Claro está que no es esta la única medida que ha de adoptarse, pero si la primera, garantía de todas las demás y única salvaguardia para el pueblo.
Ni un solo fusil debe quedar en manos de los burgueses; de otro modo, no habrá salvación.
Las diversas doctrinas que hoy se debaten por conquistarse el favor del pueblo solo podrán realizar la mejora de su bienestar, que se proponen y prometen, si no dejan que se pierda lo conquistado por un fantasma.
Estas doctrinas darán ruidosamente en quiebra y el pueblo, llevado de su exagerada predilección por las teorías, se verá seducido a olvidar el único factor práctico del triunfo: la fuerza.
Armamento y organización: he ahí las armas decisivas del progreso, he ahí el medio más eficaz para poner fin a la miseria y a la opresión.
Quien tiene hierro, tiene pan. Ante la bayoneta no hay quien se doblegue, más las muchedumbres desarmadas se conducen como rebaños. Una Francia henchida de obreros armados significa el triunfo del socialismo.
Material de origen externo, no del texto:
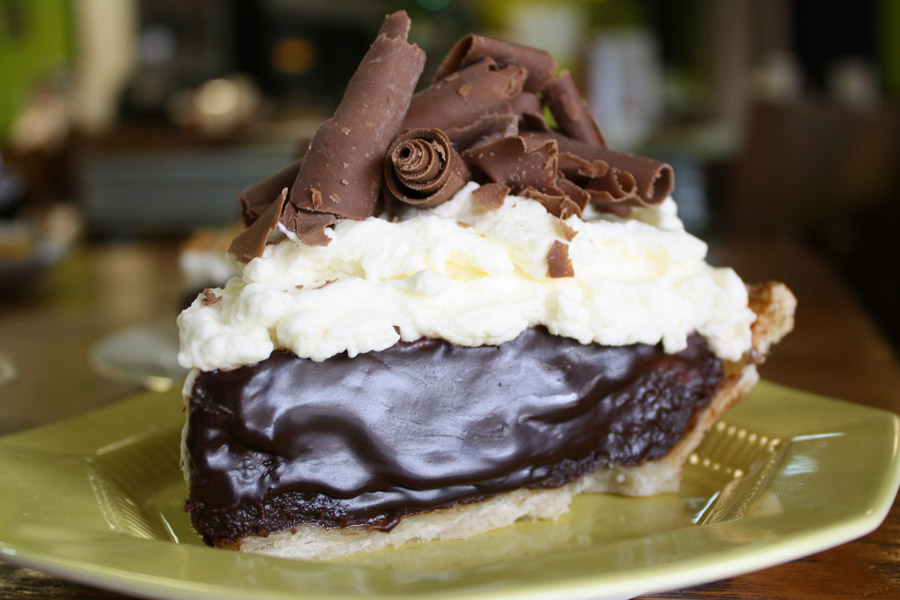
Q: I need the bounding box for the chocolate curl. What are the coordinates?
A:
[463,136,559,193]
[281,203,338,246]
[434,34,557,92]
[384,129,470,208]
[520,184,591,219]
[446,112,519,150]
[403,58,528,131]
[290,11,425,223]
[524,133,675,215]
[544,71,606,148]
[463,136,590,218]
[509,92,553,133]
[228,187,287,262]
[472,183,509,211]
[547,240,575,279]
[238,157,302,227]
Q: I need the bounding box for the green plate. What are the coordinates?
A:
[0,382,900,600]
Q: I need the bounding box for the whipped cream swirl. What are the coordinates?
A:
[178,183,755,371]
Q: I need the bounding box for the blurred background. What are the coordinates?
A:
[0,0,900,408]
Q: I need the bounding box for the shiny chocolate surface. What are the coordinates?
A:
[186,328,722,543]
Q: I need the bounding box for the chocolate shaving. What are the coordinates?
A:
[559,219,578,242]
[238,159,302,227]
[403,58,527,131]
[547,240,575,279]
[200,288,222,306]
[463,136,559,193]
[434,34,557,92]
[523,133,675,216]
[290,11,425,223]
[520,188,590,219]
[445,113,519,150]
[384,129,470,208]
[472,183,509,211]
[228,187,287,262]
[559,152,609,183]
[544,71,606,148]
[463,136,591,218]
[281,203,338,246]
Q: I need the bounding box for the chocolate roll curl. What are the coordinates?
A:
[238,157,303,227]
[434,34,557,92]
[228,186,287,262]
[463,136,559,194]
[403,58,528,131]
[463,136,590,218]
[544,71,606,148]
[290,11,425,223]
[523,133,675,214]
[446,112,519,150]
[384,129,470,208]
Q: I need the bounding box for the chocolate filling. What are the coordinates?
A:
[186,328,722,545]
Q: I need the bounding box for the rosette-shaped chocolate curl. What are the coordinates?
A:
[384,129,470,208]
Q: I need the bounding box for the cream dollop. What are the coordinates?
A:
[178,183,755,371]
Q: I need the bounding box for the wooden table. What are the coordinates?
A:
[0,240,900,600]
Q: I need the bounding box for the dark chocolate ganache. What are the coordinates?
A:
[186,328,723,545]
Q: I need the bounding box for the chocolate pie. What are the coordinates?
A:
[179,12,796,559]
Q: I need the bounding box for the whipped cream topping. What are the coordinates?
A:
[178,183,755,371]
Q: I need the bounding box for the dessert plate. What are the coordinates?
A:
[0,382,900,600]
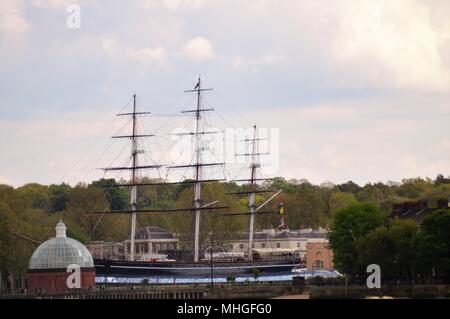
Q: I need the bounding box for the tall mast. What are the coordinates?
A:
[248,125,259,260]
[130,94,138,261]
[225,125,280,260]
[97,94,156,261]
[194,77,202,262]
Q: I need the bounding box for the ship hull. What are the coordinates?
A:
[94,260,298,278]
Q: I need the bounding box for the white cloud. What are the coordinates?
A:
[32,0,71,9]
[102,37,167,67]
[181,37,215,60]
[0,0,31,37]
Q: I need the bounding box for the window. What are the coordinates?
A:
[314,260,323,268]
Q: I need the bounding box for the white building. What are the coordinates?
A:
[229,229,327,259]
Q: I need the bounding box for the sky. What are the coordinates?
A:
[0,0,450,186]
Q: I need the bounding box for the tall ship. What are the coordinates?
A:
[91,78,301,278]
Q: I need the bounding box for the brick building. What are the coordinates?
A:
[27,221,95,293]
[306,240,334,271]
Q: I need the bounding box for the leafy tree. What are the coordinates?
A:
[92,178,128,210]
[329,191,357,216]
[337,181,361,194]
[357,220,417,280]
[49,183,71,213]
[328,203,385,276]
[415,209,450,279]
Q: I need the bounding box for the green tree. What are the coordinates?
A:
[92,178,128,210]
[49,183,71,213]
[357,220,417,280]
[328,203,385,276]
[415,209,450,279]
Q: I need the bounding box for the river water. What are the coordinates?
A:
[95,270,341,284]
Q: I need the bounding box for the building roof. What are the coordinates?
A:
[136,226,174,239]
[232,230,327,240]
[28,221,94,270]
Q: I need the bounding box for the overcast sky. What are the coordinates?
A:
[0,0,450,186]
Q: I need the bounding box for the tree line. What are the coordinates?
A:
[0,175,450,292]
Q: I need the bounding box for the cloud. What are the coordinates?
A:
[231,54,287,67]
[181,37,215,60]
[254,99,450,184]
[0,0,31,37]
[101,37,167,68]
[331,0,450,91]
[32,0,72,9]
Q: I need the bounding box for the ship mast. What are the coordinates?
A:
[171,77,224,262]
[130,94,138,261]
[95,78,229,262]
[225,125,281,260]
[248,125,259,260]
[102,94,161,261]
[194,78,201,262]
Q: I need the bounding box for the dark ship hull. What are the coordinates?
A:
[94,259,300,278]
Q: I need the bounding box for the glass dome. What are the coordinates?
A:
[28,221,94,270]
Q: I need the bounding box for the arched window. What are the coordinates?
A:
[314,260,323,268]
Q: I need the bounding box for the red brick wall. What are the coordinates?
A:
[27,270,95,293]
[306,242,334,270]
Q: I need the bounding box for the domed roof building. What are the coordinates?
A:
[28,221,95,293]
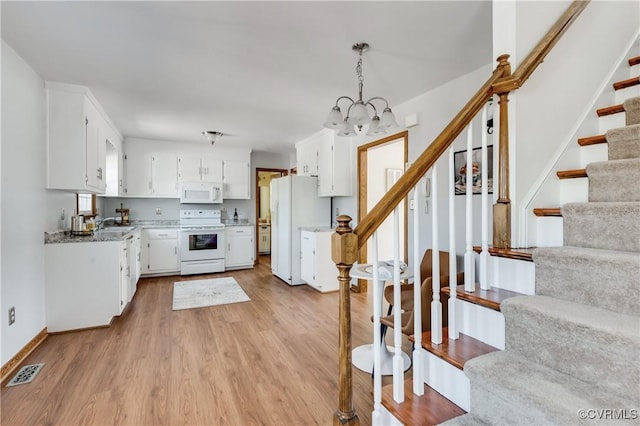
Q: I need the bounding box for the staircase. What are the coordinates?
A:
[382,57,640,425]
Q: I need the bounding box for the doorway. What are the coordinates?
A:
[254,168,288,265]
[353,131,409,293]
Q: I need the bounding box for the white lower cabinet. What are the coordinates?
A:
[224,225,255,270]
[142,228,180,274]
[300,228,338,293]
[45,241,129,332]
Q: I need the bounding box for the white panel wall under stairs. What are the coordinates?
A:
[535,216,564,247]
[489,256,536,295]
[456,299,504,350]
[615,83,640,104]
[420,350,471,411]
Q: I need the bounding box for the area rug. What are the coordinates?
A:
[173,277,251,311]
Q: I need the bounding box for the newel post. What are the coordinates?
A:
[493,55,516,248]
[331,215,360,426]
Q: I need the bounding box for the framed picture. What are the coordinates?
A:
[453,145,493,195]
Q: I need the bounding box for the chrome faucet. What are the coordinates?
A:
[96,217,116,229]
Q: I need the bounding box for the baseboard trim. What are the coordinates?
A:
[0,327,49,383]
[49,320,114,336]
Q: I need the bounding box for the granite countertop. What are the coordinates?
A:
[44,220,180,244]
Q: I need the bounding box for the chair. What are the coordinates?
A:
[380,249,464,339]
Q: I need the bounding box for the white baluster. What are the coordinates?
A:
[464,123,476,292]
[371,231,386,425]
[431,164,442,344]
[448,147,458,339]
[480,106,489,290]
[413,186,426,395]
[393,206,404,404]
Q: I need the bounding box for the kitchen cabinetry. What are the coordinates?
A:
[45,81,110,193]
[224,225,255,270]
[296,139,318,176]
[117,239,133,315]
[105,124,125,197]
[178,156,222,183]
[125,154,178,198]
[126,231,142,302]
[318,133,353,197]
[222,160,251,199]
[45,241,128,332]
[296,129,353,197]
[142,228,180,274]
[300,228,338,293]
[258,225,271,254]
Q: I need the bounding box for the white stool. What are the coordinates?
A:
[351,262,413,376]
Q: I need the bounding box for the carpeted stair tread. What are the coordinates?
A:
[533,246,640,316]
[562,201,640,252]
[622,96,640,126]
[605,124,640,160]
[502,296,640,404]
[464,351,637,425]
[613,77,640,90]
[586,158,640,202]
[596,104,628,116]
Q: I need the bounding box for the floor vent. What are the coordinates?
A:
[7,364,44,387]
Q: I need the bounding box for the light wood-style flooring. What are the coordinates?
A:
[0,257,411,425]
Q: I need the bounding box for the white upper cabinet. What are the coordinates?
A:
[45,82,117,193]
[222,160,251,199]
[151,154,178,198]
[296,129,353,197]
[125,153,178,198]
[296,140,318,176]
[318,135,353,197]
[178,155,222,182]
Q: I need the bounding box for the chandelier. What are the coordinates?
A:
[202,130,224,145]
[324,43,398,136]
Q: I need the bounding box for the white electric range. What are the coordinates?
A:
[180,209,225,275]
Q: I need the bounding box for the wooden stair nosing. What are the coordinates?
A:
[442,283,523,312]
[382,380,466,425]
[596,104,624,117]
[556,169,588,179]
[533,207,562,217]
[613,77,640,90]
[409,327,500,370]
[473,246,536,262]
[578,135,607,146]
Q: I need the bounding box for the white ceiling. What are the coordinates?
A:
[1,1,492,153]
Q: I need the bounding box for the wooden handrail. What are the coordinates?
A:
[332,0,590,426]
[353,55,509,248]
[493,0,591,93]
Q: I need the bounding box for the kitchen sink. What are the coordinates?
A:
[100,226,136,233]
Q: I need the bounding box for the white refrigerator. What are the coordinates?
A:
[271,175,331,285]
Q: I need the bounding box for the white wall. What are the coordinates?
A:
[98,149,289,223]
[494,1,640,245]
[367,138,404,261]
[0,41,75,365]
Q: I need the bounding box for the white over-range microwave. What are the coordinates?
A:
[180,182,222,204]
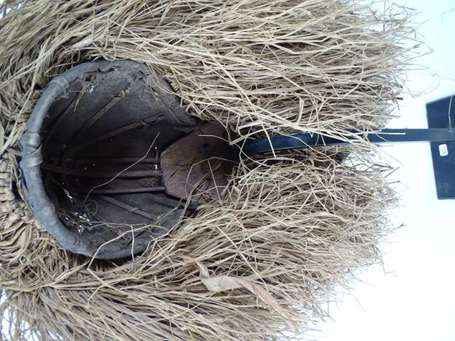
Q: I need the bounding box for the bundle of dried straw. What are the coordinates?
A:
[0,0,409,340]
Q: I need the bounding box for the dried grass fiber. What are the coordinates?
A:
[0,0,410,340]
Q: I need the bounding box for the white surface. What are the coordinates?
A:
[320,0,455,341]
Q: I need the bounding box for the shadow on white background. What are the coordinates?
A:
[314,0,455,341]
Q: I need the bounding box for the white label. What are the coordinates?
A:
[439,144,449,157]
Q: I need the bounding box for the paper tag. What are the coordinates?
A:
[439,144,449,157]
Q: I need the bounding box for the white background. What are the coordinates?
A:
[320,0,455,341]
[0,0,455,341]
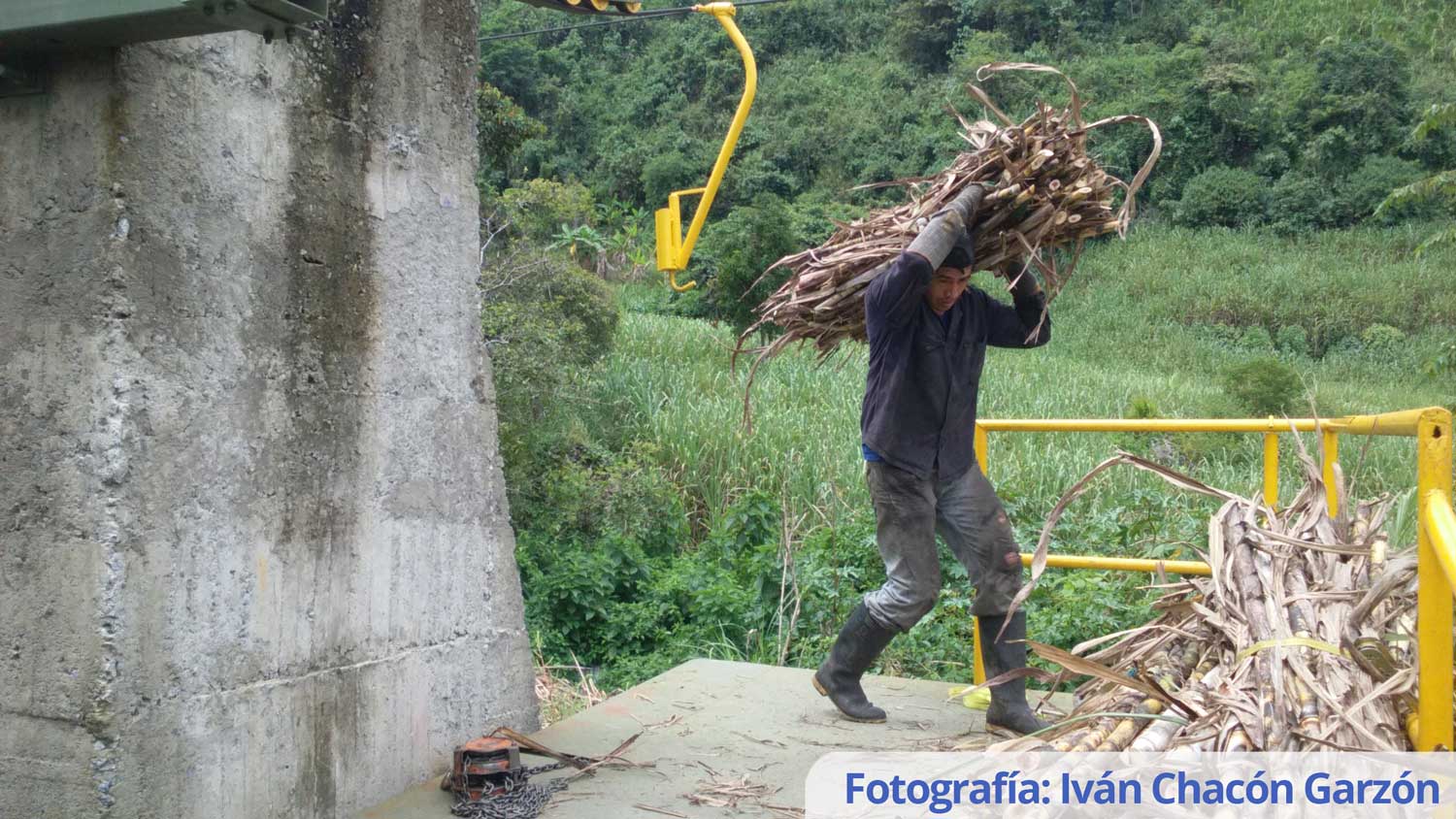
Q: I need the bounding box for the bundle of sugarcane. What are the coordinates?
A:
[993,439,1415,751]
[734,62,1162,420]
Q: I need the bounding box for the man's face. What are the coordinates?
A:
[925,268,972,315]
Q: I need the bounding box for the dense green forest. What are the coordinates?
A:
[480,0,1456,695]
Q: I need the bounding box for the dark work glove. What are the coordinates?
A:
[943,230,976,269]
[1010,268,1042,301]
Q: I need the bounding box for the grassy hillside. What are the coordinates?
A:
[495,220,1456,684]
[480,0,1456,685]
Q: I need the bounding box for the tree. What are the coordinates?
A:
[1374,102,1456,256]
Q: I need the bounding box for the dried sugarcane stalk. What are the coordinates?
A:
[733,62,1162,423]
[992,447,1415,751]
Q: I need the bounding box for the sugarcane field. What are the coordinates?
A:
[0,0,1456,819]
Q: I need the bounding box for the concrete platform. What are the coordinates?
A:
[361,659,1071,819]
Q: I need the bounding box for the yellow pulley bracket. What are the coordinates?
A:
[657,3,759,292]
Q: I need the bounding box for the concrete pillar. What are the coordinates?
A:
[0,0,538,819]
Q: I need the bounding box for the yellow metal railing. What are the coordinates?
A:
[975,408,1456,751]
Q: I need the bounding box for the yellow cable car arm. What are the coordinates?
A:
[657,3,759,292]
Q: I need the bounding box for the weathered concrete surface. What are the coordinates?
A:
[0,0,538,819]
[360,659,1072,819]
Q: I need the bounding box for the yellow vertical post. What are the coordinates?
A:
[972,423,989,685]
[1324,429,1340,518]
[1264,432,1278,510]
[972,617,986,685]
[1415,409,1456,751]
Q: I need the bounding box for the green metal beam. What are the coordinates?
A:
[0,0,328,58]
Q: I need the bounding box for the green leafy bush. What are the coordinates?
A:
[501,179,593,245]
[1340,155,1421,224]
[1360,324,1406,352]
[1274,324,1309,358]
[480,251,617,476]
[1223,358,1304,417]
[1176,166,1266,227]
[1267,170,1336,234]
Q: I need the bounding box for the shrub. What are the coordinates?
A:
[480,253,617,476]
[1360,324,1406,352]
[1266,170,1334,234]
[1240,324,1274,352]
[1339,155,1423,224]
[1223,358,1301,417]
[1176,166,1266,227]
[1274,324,1309,358]
[501,179,593,243]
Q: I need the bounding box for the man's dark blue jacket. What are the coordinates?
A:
[859,253,1051,480]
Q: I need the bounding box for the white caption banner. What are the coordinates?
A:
[806,749,1456,819]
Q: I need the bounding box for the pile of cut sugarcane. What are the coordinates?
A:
[993,439,1417,751]
[734,62,1162,427]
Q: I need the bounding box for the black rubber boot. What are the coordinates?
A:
[814,603,896,723]
[976,611,1047,735]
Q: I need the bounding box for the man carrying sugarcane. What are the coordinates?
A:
[814,186,1051,734]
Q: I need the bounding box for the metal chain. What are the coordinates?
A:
[450,763,567,819]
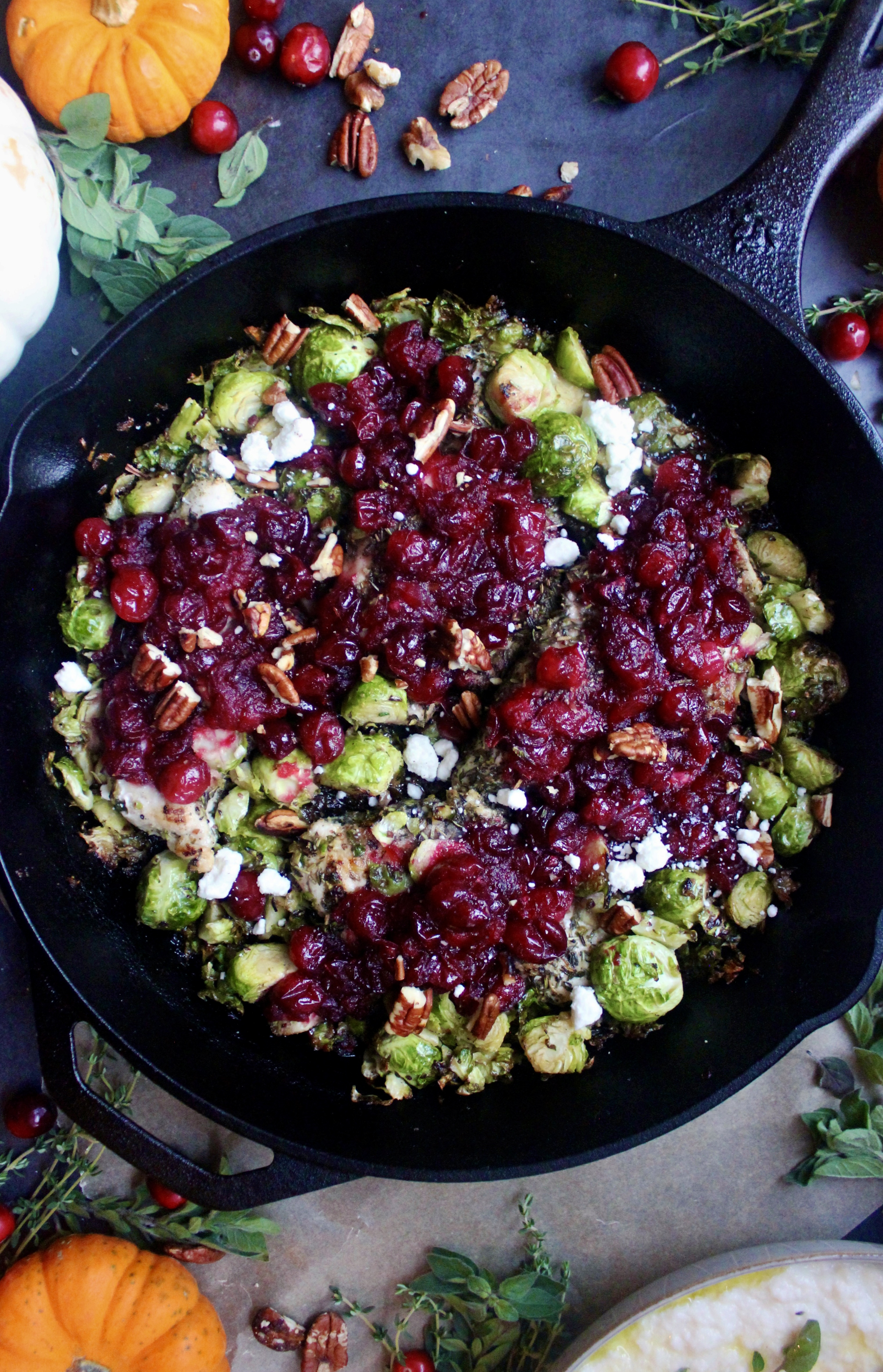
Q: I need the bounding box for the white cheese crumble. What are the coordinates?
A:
[196,848,243,900]
[55,663,92,696]
[258,867,291,896]
[404,734,440,781]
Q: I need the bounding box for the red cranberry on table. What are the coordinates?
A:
[191,100,238,154]
[278,23,330,86]
[3,1091,58,1139]
[821,311,871,362]
[147,1177,187,1210]
[233,22,278,71]
[605,41,660,104]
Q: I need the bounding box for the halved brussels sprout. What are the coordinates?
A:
[727,871,773,929]
[136,849,206,929]
[642,867,709,929]
[291,324,377,399]
[591,934,684,1025]
[779,734,843,790]
[340,676,407,727]
[319,733,404,796]
[226,944,298,1003]
[746,528,806,582]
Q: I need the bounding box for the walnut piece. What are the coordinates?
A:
[387,986,432,1039]
[439,59,509,129]
[328,4,374,78]
[402,115,451,172]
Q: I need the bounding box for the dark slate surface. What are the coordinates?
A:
[0,0,883,1242]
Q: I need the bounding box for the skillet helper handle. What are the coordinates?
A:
[651,0,883,322]
[32,965,354,1210]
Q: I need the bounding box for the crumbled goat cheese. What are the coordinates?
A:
[546,538,580,567]
[570,986,603,1029]
[55,663,92,696]
[404,734,439,781]
[196,848,243,900]
[258,867,291,896]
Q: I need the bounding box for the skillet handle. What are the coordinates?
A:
[650,0,883,322]
[32,963,354,1210]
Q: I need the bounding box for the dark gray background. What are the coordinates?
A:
[0,0,883,1242]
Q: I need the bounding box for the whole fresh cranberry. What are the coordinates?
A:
[191,100,238,154]
[278,23,330,86]
[158,753,211,805]
[147,1177,187,1210]
[3,1091,58,1139]
[74,519,114,557]
[821,310,871,362]
[233,22,278,71]
[605,40,660,104]
[110,567,159,624]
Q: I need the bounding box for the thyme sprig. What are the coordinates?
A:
[631,0,846,91]
[0,1030,278,1273]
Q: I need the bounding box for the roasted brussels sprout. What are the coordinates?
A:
[208,368,274,434]
[643,867,709,929]
[226,944,298,1003]
[524,410,598,498]
[136,851,206,929]
[727,871,773,929]
[591,934,684,1025]
[746,528,806,582]
[340,676,407,727]
[745,763,795,819]
[291,324,377,399]
[779,734,843,790]
[319,733,404,796]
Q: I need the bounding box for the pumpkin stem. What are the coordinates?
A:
[92,0,138,29]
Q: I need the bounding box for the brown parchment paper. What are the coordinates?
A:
[92,1023,883,1372]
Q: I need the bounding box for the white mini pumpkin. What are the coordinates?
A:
[0,80,62,381]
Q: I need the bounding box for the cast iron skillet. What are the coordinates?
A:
[0,0,883,1207]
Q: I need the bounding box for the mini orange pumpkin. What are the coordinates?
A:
[6,0,230,143]
[0,1233,229,1372]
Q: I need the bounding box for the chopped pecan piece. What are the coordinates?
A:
[439,59,509,129]
[607,724,668,763]
[251,1305,307,1353]
[328,4,374,78]
[300,1310,347,1372]
[402,115,451,172]
[343,68,385,114]
[343,291,380,333]
[258,663,300,705]
[328,110,380,177]
[387,986,432,1039]
[132,643,181,692]
[745,667,781,745]
[153,682,202,734]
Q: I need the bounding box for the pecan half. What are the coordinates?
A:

Ante proletarios apoyados en sus fusiles se evaporan y reducen a la nada todas las dificultades, todas las imposibilidades, todas las resistencias.
Pero si los proletarios no saben más que divertirse en manifestaciones callejeras, plantando «arboles de la libertad», escuchando discursos de abogados, ya se sabe la suerte que les espera: primero, agua bendita; luego, insultos, y, por último, un plato de judías verdes. Y siempre la miseria. ¡Que el pueblo elija!